Cost of sales as a percentage of sales decreased from 61% for the three months
ended September 30, 2000 to 60% for the three months ended September 30, 2001.
The major reason for this improvement was increased manufacturing efficiencies
associated with the higher sales volumes for air guns and replacement parts,
substantially offset by decreased manufacturing efficiencies for industrial
clutches caused by the lower sales volume.

Research and development costs decreased by $13,000 from the corresponding
period of last year.
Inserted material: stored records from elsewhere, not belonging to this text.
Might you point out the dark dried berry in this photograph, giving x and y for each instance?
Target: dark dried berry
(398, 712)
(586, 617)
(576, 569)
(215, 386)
Such decrease was not significant.

Selling, general and administrative expenses decreased by $35,000 primarily due
to lower compensation expenses.

As indicated in Note 2 to the consolidated financial statements, SFAS No. 142,
"Goodwill and Other Intangible Assets," was adopted by the Company in July of
2001 and goodwill amortization ceased. Accordingly, there was no amortization of
intangibles for the quarter ended September 30, 2001. For the quarter ended
September 30, 2000, amortization of intangibles was $165,000. The Company was
amortizing goodwill prior to July 1, 2001 over 20 years. If the adoption of SFAS
No. 142 had been in effect on July 1, 2000, the net loss for the quarter ended
September 30, 2000 would have been $70,000.

Interest expense for the first quarter of fiscal year 2002 was $71,000 which was
$37,000 lower than the year-ago quarter due to the lower average balance
outstanding on the note issued for the A-G acquisition.

The provision for income taxes for the first quarter of fiscal year 2002 was
$189,000, an effective tax rate of 38% which was 4% higher than the federal
statutory rate of 34% due primarily to the effect of state income taxes. The
benefit for income taxes for the first quarter of fiscal 2001 was $42,000, an
effective tax rate of 16%. This benefit was lower than the federal statutory
rate of 34% principally from the effect of the goodwill amortization related to
the A-G acquisition which was not deductible for income taxes.

Item 3 - Quantitative and Qualitative Disclosures About Market Risk

Not applicable.

                                       12



                           PART II- OTHER INFORMATION

Item 6 - Exhibits and Reports on Form 8-K

     (a)  Exhibits.
          --------

          10.1 Employment Agreement between the Company and Raymond M. Soto
               effective as of June 10, 1996.

          10.2 Amendment to Employment Agreement between the Company and
               Raymond  Soto effective as of September 20, 2001.

     (b)  Reports on Form 8-K.
          -------------------

          No reports on Form 8-K were filed during the three months ended
          September 30, 2001.

                                   SIGNATURES
                                   ----------

          Pursuant to the requirements of the Securities Exchange Act of 1934,
the registrant has duly caused this report to be signed on its behalf by the
undersigned thereunto duly authorized.

                                    BOLT TECHNOLOGY CORPORATION




Date: October 30, 2001              /s/ Raymond M. Soto
                                    -----------------------
                                    Raymond M. Soto
                                    Chairman of the Board, President and
                                    Chief Executive Officer

Date: October 30, 2001              /s/ Joseph Espeso
                                    ------------------
                                    Joseph Espeso
                                    Senior Vice President-Finance and
                                    Chief Financial Officer

                                       13



                                  EXHIBIT INDEX
                                  -------------

Exhibit No.    Description
- -----------    -----------

10.1           Employment Agreement between the Company and Raymond M. Soto
               effective as of June 10, 1996.

10.2           Amendment to Employment Agreement between the Company and Raymond
               M. Soto effective as of September 20, 2001.